Uno studio condotto da ricercatori dell’Università di Verona dimostra una relazione diretta fra l’aumento della concentrazione della molecola ammonio presente nell’umor vitreo e il tempo trascorso dall’ora del decesso

Calcolare con notevole accuratezza l’ora del decesso analizzando la concentrazione della molecola ammonio nell’umor vitreo, ovvero un fluido trasparente che riempie l’occhio umano. Il tutto senza utilizzare strumentazione costosa e ingombrante. Il metodo, che rappresenta un’importante novità nei campi della medicina legale e della criminologia forense, è stato messo a punto dall’università di Verona.

Lo studio, pubblicato sulla rivista ‘Analytica Chimica Acta’, è stato coordinato dalla sezione di Medicina legale, diretta da Franco Tagliaro, del dipartimento di Diagnostica e sanità pubblica, diretto da Albino Poli, con la collaborazione dell’Institute of Translational Medicine and Biotechnology della Sechenov University di Mosca.

“Già nel 2018 – spiega Giacomo Musile, primo autore dello studio – è stata dimostrata una relazione diretta fra l’aumento della concentrazione della molecola ammonio presente nell’umor vitreo, la soluzione gelatinosa presente nell’occhio, e il tempo trascorso tra la morte e il ritrovamento del cadavere”.

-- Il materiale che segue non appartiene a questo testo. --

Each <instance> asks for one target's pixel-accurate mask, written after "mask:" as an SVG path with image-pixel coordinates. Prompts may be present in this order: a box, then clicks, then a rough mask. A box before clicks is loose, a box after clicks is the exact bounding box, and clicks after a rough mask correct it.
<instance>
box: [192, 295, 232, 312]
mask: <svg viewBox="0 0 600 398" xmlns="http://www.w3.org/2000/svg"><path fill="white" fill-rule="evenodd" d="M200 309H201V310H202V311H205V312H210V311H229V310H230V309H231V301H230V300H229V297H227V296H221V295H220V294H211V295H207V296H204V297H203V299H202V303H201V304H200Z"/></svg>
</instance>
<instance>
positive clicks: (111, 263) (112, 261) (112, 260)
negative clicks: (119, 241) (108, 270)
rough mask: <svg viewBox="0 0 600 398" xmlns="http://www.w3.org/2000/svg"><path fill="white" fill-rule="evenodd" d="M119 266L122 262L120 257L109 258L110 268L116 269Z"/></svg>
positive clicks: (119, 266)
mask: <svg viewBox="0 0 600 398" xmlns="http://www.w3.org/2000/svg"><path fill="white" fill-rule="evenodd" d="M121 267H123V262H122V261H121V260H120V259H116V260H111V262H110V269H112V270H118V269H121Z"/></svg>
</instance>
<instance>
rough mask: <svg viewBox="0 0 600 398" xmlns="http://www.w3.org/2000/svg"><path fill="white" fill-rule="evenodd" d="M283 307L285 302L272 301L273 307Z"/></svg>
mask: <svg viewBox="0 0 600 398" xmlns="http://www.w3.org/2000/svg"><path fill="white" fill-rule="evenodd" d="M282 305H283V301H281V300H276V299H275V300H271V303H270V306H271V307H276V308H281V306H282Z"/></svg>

“L’analisi della molecola ammonio, nell’ambito di questa precedente ricerca, era stata effettuata mediante un metodo strumentale chiamato elettroforesi capillare”.

“Tuttavia – aggiunge il ricercatore – la decisione di sfruttare anche un metodo alternativo, impiegando la microfluidica, che permette analisi chimiche e biochimiche con sistemi a basso costo e di facile utilizzo, deriva dalla considerazione che la determinazione dell’intervallo post-mortale, fondamentale nelle prime fasi dell’indagine giudiziaria, potrebbe avere maggiore rilevanza se effettuata, con precisione, immediatamente sulla scena del crimine. Dopo un lungo lavoro di sviluppo, il metodo da noi proposto ha dimostrato la possibilità di calcolare la concentrazione della molecola ammonio nell’umore vitreo e quindi di calcolare con una certa accuratezza l’epoca del decesso, senza utilizzare strumentazione costosa e ingombrante”.

I metodi tradizionali attualmente in uso sono basati su fenomeni fisici che avvengono dopo la morte, in particolare fenomeni come l’irrigidimento dei muscoli, la presenza di accumuli di sangue visibili a occhio nudo a livello cutaneo nelle parti del corpo più basse in relazione alla posizione assunta dal cadavere e la progressiva diminuzione della temperatura corporea.

“I primi due fenomeni – fanno sapere dall’Università di Verona – non sono di solito valutati in base a parametri oggettivi ma solo in base all’esperienza del medico legale.  Il terzo parametro, sebbene si basi su un dato oggettivo, cioè la temperatura corporea, può essere influenzato da vari fattori esterni quali temperatura ambientale, massa corporea, indumenti, che possono alterare fortemente il fenomeno e quindi inficiare il calcolo del tempo post-mortale. Inoltre, la temperatura corporea tipicamente si equilibra con la temperatura ambientale entro la ventesima ora post-mortem, dopo la quale il metodo è inutilizzabile”.

“Il metodo da noi proposto invece – conclude Musile – essendo basato su reazioni biochimiche di deamminazione delle proteine, potrebbe fornire, già sulla scena del reato, importanti informazioni con maggiore oggettività e in modo quantitativo, non influenzate dall’esperienza del personale medico che effettua la visita. Questa tecnologia è, inoltre, potenzialmente adattabile a svariati contesti nel settore delle scienze. Nelle condizioni attuali la sfida principale è quella di riuscire a identificare sostanze di interesse forense presenti nel sangue in ridotte quantità, come già è stato dimostrato per alcune sostanze di abuso. Altre determinazioni di interesse forense riguardano l’analisi rapida del cianuro, di sostanze esplosive e dei residui dello sparo”.